Friday, April 9, 2010
The photographer had this to say about the great photo above: "This bee was clinging to the sunflower with one leg and used the others to stuff pollen into the containers on the hind legs. Looking closely you can see grains of pollen falling off."
Bee pollen is one of the 'superfoods', according to an article written by Sally Fallon and Mary G. Enig, PhD, for the Weston A Price Foundation. They describe say "Superfoods -- as opposed to vitamins or supplements -- are foods that naturally concentrate important nutrients. Unlike dietary supplements, or vitamins taken in isolation, superfoods provide many nutrients that support each other and prevent the kind of imbalances that often occur when vitamins are taken singly."
Following below is the text of the bee pollen portion of that longer article on superfoods linked above, only copied here to run in conjunction with my post on Honey for Allergies, and my post about Honey Laundering.

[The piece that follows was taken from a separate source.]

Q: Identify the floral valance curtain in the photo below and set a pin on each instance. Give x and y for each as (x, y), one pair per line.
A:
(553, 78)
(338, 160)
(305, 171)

"Bee pollen has been popularized by famous athletes who take it regularly for strength and endurance. It has been used successfully to treat a variety of ailments including allergies, asthma, menstrual irregularities, constipation, diarrhea, anemia, low energy, cancer, rheumatism, arthritis and toxic conditions.
A Russian study of the inhabitants of the province of Georgia, where many live to 100 years and a few to age 150, revealed that many of these centenarians were beekeepers who often ate raw, unprocessed honey with all its "impurities," that is, with the pollen.
Bee pollen contains 22 amino acids including the eight essential ones, 27 minerals and the full gamut of vitamins, hormones and fatty acids. Most importantly, bee pollen contains more than 5,000 enzymes and coenzymes.
It is the presence of enzymes, many of which have immediate detoxifying effects, that sometimes provokes allergic reactions in those taking bee pollen for the first time. If this happens, start with very small amounts and slowly build up to a tablespoon or so per day. Some brands are more easily tolerated than others.
Avoid pollen that has been dried at temperatures higher than 130 degrees. Bee pollen can be taken in powder, capsule or tablet form—or in raw unprocessed honey mixed with cereal or spread on toast."
I have known several folks who take bee pollen and swear to its effectiveness. I probably should buy some for myself!